Another important function of the Pi translocator is to link intra- and extrachloroplast pyridine nucleo-tide and adenylate systems through shuttles involving the exchange of DHAP and PGA. Photosynthetically produced ATP and NADPH are not directly available to the extrachloroplastic compartments due to the low permeability of the inner envelope membrane to these compounds in mature tissue. The Pi translo-cator provides an indirect shuttle system for transferring ATP and NADPH to the cytoplasm involving exchange of triose-P and PGA. This shuttle can operate in either direction depending on the redox potential of the pyridine nucleotides in the cytoplasm and stroma [46].

Gerhardt et al. [54] observed asymmetric distribution of DHAP and 3-PGA across the chloroplast envelope in spinach leaves and suggested that the Pi translocator may be kinetically limiting in vivo.
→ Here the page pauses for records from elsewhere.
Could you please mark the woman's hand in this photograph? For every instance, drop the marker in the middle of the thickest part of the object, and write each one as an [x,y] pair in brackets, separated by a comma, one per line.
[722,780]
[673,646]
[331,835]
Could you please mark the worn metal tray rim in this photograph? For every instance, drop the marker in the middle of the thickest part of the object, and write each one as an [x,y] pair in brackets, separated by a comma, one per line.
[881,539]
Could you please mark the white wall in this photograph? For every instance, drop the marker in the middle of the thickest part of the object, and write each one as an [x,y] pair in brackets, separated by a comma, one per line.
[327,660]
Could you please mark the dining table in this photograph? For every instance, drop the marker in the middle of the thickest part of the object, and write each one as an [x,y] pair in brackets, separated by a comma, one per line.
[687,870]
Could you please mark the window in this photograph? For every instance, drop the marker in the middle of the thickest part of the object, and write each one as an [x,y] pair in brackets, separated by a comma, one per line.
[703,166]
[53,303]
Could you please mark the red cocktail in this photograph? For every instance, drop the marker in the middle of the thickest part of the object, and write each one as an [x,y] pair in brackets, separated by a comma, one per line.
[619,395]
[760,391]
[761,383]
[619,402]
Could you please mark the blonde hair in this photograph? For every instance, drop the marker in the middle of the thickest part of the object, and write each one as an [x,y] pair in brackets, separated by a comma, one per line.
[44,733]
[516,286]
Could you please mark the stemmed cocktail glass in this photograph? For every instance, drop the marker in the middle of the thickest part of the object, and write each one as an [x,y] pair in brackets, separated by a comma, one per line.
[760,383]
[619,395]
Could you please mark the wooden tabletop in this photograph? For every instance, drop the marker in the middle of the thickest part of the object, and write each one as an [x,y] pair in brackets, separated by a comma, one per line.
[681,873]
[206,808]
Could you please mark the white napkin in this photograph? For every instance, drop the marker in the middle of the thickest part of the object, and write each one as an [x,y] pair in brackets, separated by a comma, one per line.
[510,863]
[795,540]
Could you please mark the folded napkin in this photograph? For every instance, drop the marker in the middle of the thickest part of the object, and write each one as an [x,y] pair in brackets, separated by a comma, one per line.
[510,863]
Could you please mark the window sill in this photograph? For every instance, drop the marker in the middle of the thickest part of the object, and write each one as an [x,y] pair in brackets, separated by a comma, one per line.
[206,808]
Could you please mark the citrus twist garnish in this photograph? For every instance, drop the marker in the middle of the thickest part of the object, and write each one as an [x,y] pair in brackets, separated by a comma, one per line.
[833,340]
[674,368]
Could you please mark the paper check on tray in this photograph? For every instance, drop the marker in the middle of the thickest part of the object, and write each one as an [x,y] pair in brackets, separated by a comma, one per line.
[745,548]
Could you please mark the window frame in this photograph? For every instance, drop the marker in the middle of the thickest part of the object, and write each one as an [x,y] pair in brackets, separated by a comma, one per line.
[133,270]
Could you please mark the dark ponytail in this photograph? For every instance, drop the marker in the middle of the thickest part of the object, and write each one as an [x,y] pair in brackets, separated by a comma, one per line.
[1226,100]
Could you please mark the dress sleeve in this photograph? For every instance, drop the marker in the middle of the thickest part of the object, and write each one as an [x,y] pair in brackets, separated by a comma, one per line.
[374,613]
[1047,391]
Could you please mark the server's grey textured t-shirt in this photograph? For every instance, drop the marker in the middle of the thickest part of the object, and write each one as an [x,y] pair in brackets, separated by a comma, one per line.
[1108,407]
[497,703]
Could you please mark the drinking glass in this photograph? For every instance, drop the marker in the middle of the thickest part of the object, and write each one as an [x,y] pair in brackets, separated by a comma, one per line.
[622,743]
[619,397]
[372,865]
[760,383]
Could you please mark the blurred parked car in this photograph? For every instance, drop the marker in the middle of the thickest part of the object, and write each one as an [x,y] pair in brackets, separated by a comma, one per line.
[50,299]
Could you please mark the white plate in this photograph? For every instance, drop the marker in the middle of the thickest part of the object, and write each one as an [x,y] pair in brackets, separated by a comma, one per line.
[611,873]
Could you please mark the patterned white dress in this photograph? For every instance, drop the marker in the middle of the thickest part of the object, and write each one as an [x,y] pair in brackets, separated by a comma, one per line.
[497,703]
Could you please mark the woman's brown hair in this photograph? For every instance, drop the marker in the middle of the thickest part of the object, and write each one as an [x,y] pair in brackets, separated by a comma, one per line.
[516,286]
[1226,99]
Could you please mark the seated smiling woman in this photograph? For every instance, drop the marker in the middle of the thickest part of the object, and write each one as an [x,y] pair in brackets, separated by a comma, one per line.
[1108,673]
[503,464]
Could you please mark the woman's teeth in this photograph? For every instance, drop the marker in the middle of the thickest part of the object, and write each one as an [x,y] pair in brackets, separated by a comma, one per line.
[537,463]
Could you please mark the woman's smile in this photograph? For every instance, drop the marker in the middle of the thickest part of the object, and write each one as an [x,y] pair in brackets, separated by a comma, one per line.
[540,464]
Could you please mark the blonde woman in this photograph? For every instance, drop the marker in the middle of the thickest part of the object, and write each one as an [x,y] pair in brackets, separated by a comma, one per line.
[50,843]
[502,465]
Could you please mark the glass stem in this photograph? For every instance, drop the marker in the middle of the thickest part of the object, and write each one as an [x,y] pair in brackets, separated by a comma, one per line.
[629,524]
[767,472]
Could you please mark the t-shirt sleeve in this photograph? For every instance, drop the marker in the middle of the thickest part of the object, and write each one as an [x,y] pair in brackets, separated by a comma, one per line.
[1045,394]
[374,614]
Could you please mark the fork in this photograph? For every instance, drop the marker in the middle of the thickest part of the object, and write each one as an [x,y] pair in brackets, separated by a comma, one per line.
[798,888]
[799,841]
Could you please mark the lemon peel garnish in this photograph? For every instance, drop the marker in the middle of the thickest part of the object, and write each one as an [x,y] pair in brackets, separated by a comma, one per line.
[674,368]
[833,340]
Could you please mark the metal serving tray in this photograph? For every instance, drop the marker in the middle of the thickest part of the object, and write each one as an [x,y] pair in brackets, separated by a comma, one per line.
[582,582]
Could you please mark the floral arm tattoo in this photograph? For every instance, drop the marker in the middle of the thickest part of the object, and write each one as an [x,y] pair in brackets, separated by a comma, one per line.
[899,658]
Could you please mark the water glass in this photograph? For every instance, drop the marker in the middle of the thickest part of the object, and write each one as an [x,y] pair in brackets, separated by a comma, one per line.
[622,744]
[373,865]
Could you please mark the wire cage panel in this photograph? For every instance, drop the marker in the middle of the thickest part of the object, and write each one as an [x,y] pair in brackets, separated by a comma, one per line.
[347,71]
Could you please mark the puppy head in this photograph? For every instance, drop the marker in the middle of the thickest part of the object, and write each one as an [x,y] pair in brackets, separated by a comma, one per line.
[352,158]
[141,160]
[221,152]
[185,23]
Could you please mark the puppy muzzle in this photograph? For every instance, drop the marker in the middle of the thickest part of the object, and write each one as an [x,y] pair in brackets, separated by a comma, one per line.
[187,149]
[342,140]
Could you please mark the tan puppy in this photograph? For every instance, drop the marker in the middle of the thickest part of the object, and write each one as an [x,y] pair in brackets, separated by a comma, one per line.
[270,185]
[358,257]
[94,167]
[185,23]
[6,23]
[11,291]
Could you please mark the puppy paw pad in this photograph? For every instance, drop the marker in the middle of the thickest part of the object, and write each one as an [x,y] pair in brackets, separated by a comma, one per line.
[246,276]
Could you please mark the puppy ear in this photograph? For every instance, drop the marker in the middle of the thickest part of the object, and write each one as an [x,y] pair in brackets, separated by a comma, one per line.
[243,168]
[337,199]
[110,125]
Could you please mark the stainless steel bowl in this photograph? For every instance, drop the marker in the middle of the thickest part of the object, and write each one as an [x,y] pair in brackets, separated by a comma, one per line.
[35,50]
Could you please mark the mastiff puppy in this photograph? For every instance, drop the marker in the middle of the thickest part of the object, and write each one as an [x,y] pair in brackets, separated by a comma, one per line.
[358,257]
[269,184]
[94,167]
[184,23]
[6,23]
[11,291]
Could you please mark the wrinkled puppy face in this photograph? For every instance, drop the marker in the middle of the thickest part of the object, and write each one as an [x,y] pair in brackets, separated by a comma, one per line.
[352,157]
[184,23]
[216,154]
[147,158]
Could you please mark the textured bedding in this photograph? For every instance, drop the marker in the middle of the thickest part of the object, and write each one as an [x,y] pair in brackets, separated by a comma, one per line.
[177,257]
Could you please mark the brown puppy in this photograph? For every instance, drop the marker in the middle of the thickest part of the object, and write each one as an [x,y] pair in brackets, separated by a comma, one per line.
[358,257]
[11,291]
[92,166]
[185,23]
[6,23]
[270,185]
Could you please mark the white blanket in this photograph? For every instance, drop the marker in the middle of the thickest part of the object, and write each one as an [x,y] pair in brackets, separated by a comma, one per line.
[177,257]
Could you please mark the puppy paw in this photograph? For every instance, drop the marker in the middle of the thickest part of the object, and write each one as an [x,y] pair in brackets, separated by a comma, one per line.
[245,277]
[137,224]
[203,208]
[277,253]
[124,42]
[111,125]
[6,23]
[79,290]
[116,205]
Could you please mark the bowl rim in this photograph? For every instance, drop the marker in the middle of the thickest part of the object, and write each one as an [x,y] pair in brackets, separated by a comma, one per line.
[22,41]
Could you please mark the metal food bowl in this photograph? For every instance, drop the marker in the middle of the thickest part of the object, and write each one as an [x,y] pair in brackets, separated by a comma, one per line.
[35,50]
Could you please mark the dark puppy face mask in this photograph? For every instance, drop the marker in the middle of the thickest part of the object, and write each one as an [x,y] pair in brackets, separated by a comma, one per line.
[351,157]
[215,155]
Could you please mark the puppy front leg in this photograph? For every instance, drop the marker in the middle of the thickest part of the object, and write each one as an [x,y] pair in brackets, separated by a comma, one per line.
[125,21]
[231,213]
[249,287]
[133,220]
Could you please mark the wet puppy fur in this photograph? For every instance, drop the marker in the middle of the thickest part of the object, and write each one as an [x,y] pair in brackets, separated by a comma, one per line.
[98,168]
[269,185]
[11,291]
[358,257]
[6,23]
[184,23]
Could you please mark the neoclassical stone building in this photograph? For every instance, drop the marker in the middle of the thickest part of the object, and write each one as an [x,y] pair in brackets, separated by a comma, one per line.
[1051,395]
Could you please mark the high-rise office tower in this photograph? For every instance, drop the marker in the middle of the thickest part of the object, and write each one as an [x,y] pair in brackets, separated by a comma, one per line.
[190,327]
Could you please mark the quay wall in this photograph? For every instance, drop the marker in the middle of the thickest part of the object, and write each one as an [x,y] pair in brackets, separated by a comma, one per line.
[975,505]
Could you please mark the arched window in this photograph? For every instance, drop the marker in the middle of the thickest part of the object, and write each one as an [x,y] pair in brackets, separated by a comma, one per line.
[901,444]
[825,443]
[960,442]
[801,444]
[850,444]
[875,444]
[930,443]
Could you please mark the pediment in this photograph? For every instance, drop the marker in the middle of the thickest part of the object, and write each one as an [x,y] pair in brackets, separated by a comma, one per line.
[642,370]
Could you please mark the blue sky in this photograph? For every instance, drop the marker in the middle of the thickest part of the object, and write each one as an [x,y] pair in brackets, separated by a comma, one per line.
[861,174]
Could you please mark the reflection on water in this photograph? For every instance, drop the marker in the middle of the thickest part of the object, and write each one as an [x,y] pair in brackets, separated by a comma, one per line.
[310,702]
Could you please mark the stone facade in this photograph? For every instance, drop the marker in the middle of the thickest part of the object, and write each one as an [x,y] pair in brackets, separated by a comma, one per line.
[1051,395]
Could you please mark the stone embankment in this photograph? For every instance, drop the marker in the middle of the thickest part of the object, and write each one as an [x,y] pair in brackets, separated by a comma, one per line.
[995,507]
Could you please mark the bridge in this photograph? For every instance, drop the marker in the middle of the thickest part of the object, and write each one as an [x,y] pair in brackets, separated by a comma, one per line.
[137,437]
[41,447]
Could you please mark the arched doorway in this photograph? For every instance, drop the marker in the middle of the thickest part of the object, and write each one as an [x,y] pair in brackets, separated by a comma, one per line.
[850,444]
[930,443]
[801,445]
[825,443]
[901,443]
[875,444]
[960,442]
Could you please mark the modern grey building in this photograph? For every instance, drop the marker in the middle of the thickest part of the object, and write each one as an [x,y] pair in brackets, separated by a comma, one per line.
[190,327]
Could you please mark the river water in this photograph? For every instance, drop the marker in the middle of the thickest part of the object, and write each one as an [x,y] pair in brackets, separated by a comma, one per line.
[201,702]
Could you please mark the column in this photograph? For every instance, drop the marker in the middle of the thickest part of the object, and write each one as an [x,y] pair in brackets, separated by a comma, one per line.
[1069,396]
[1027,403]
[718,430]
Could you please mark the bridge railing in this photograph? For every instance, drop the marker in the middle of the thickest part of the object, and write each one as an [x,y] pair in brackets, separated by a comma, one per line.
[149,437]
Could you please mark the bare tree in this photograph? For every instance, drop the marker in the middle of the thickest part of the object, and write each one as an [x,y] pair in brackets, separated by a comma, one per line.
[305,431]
The reduction of TPT activity in vivo by antisense repression of chloroplast TPT resembles the situation of chloroplasts performing photosynthesis under Pi limitation [39]. To examine more specifically the role of the Pi translocator in assimilate partitioning in photosynthetic tissues, Barnes et al. [55] transformed tobacco plants with sense and antisense constructs of a cDNA encoding the tobacco Pi translocator. Although the transformed plants showed a 15-fold variation in Pi translocator activity, the growth and development and the rate of photosynthesis showed no consistent differences between antisense and sense transformants. In contrast, the distribution of assimilate between starch and sugar had been altered with no change in the amount of sucrose in leaves, suggesting a homeostatic mechanism for maintaining sucrose concentrations in the leaves at the expense of glucose and fructose. However, in potato plants antisense repression of the triose-P translocator affected carbon partitioning as chloroplasts isolated from such plants showed reduced import of Pi, reduced rate of photosynthesis, and change in carbon partitioning into starch at the expense of sucrose and amino acids [56]. Published evidence indicates that TPT exerts a considerable control on the rate of both CO2 assimilation and sucrose biosynthesis [41].